Sei que estou perdendo o melhor
da festa e que os seriados de hoje são
muito mais complexos e bem-feitos
que os do meu tempo. Assisti com
prazer aos primeiros capítulos de
"West Wing", mas não pude ir longe:
tive de devolver antes que a locadora
tomasse providências judiciais.
Para dar um lustre na minha cultura clássica, vi "Roma" do começo
ao fim. Os especialistas dizem que
não é o melhor: achei entretanto
excelente, pelo menos a primeira
temporada.
Mais do que um longa-metragem
comum, os seriados atuais provavelmente se equivalem a um bom romance de 500 e tantas páginas: a
ambigüidade dos personagens, a sutileza moral das situações, depende
da memória que temos de tudo o
que fizeram no passado.
Por melhor que seja um filme, não
se trata de um meio adequado para
dar conta dessa temporalidade mais
longa, típica dos romances. Os seriados fazem isso melhor.

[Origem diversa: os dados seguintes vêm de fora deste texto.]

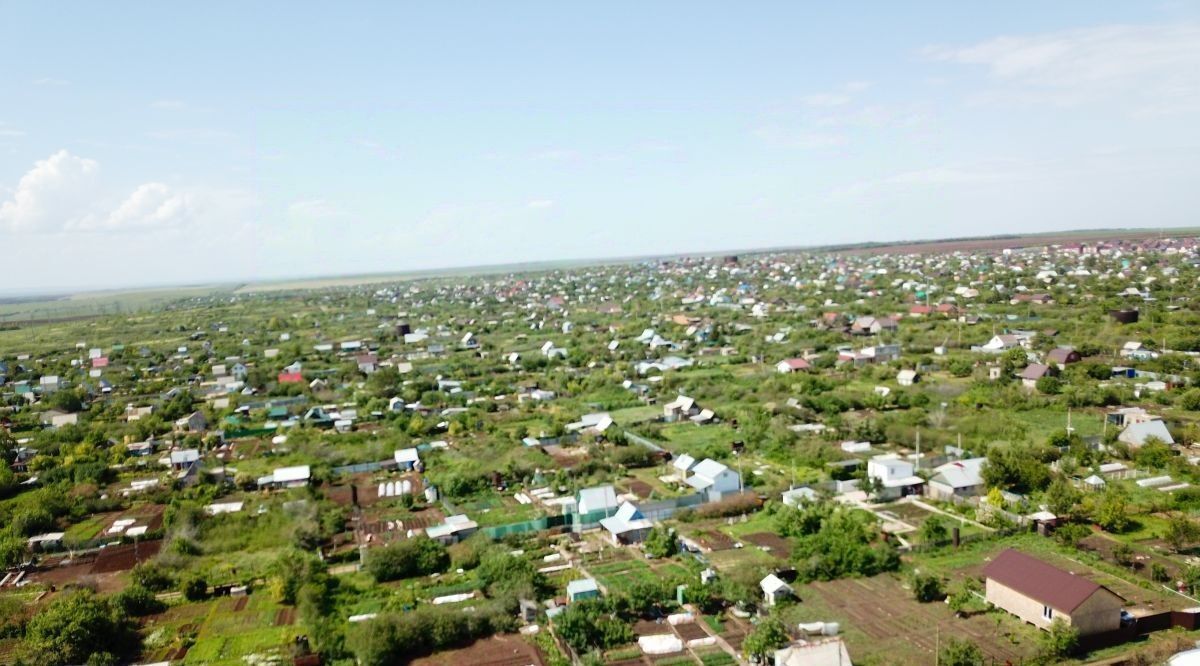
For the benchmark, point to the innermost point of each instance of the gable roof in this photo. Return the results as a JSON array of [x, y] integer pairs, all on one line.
[[1041, 581]]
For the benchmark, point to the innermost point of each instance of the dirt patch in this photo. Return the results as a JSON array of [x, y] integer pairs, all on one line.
[[641, 489], [893, 621], [713, 540], [285, 617], [778, 546], [690, 631], [497, 651], [123, 558]]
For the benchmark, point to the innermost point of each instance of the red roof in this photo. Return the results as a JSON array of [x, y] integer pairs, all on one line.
[[1044, 583]]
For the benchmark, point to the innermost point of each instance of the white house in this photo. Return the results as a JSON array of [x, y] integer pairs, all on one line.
[[895, 477], [714, 480], [407, 459], [774, 589], [287, 478], [1135, 435], [960, 478], [683, 465], [627, 526]]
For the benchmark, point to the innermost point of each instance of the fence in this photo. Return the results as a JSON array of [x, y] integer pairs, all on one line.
[[247, 432]]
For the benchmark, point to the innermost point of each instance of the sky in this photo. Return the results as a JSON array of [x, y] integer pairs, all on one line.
[[171, 143]]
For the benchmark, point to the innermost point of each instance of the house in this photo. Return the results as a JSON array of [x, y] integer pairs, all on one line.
[[960, 478], [1033, 372], [598, 499], [682, 407], [1138, 352], [683, 465], [895, 477], [829, 652], [1039, 593], [196, 421], [870, 325], [291, 378], [1135, 435], [453, 529], [582, 588], [597, 423], [184, 459], [367, 363], [795, 497], [774, 589], [792, 365], [627, 526], [1129, 415], [57, 419], [408, 459], [714, 480], [1062, 357], [287, 478]]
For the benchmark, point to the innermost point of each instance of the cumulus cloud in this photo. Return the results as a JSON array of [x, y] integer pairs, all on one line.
[[1155, 69], [59, 191], [315, 209], [151, 205], [64, 193]]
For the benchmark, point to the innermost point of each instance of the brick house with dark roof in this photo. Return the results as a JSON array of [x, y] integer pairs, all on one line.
[[1041, 593]]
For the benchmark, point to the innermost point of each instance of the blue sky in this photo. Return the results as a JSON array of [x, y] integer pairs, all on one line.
[[171, 143]]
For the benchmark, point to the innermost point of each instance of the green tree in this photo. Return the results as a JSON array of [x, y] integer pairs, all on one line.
[[78, 628], [1059, 642], [934, 531], [1181, 532], [1113, 511], [412, 557], [661, 541], [195, 587], [1061, 498], [766, 637], [928, 587]]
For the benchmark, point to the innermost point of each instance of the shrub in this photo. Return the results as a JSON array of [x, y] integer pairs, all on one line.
[[413, 557]]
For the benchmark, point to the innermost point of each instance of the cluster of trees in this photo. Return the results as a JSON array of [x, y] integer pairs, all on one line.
[[834, 541], [82, 628], [400, 637], [412, 557]]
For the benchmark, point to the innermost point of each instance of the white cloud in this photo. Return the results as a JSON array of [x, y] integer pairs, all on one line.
[[59, 191], [64, 193], [805, 139], [151, 205], [826, 100], [315, 209], [1152, 69]]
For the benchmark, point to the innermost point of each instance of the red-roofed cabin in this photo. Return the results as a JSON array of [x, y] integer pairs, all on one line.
[[1041, 593]]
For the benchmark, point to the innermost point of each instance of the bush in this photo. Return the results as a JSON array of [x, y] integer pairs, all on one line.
[[927, 587], [79, 628], [397, 639], [195, 588], [413, 557], [137, 601]]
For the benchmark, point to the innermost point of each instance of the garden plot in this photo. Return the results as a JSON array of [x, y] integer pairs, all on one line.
[[880, 618], [496, 651]]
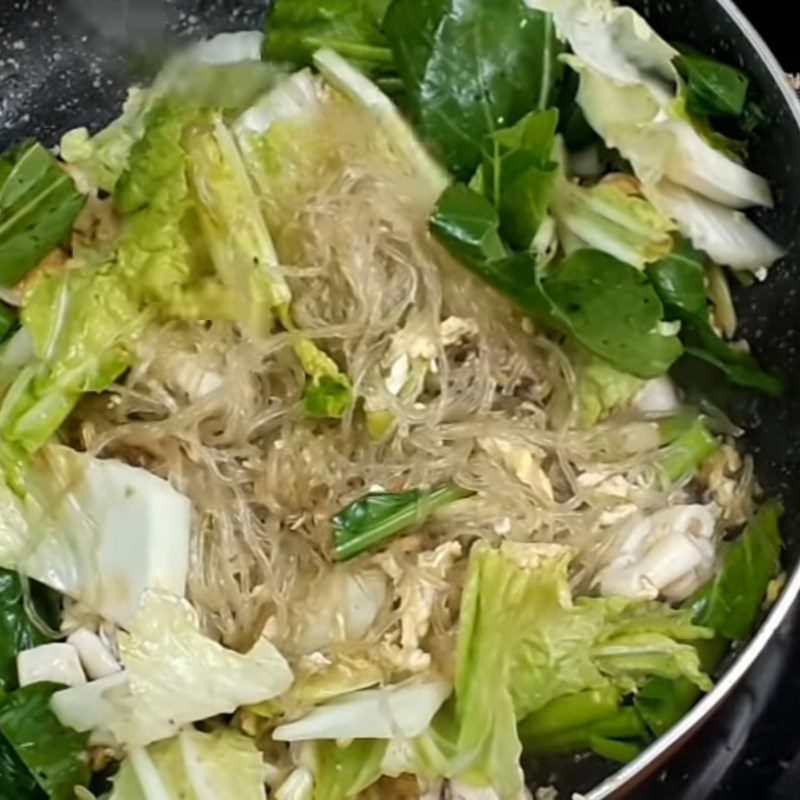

A trama envolve tantas informações (e tantas coisas que o espectador ainda desconhece), que diminui
muito a previsibilidade de cada episódio. É bem o oposto da chatice das
novelas, cuja carga de informações
por capítulo tende a zero, e muito diferente dos seriados do meu tempo,
nos quais os episódios, independentes entre si, no final repunham tudo
na exata situação do início.
Volto eu, agora, ao início do artigo.
Se os seriados funcionam como os
velhos romances, não digo que os romances vão desaparecer das livrarias (esse tipo de previsão nunca se
cumpre). Mas as pessoas parecem
que compram mais e mais almanaques.
Justamente o almanaque elimina
qualquer narrativa, e não é nem
mesmo sistemático e ordenado como uma enciclopédia. Sem índice de
nomes nem cronologia, muito menos as indispensáveis datas que
qualquer leitor gostaria de ter
(quando começou o "Vigilante Rodoviário"? Quando acabou
"Chips"?), o "Almanaque dos Seriados" não é, sem dúvida, exceção nesse quesito.
Quem folheia esse gênero de publicação mistura o prazer nostálgico
proporcionado por um álbum de figurinhas ou por um livro de fotografias (mas, mesmo assim, onde estão
as legendas das fotos?) com outro tipo de "não-leitura": o da consulta
pelo Google, o da navegação pela
internet.
Os almanaques de hoje são, na
verdade, sites em papel. Não exigem
mais do que aquela atenção mínima,
intermitente e dispersa que é característica de quem vai clicando pela
tela do computador.
Recuperam, também, aquela antiga rotina desatenta, a velha e boa
preguiça mental que cercava os seriados de outros tempos, e que os de
hoje não comportam. Tive os meus
seriados preferidos: "James West",
"O Agente da Uncle" e "Os Invasores". Ignorei "Bonanza", "Laramie"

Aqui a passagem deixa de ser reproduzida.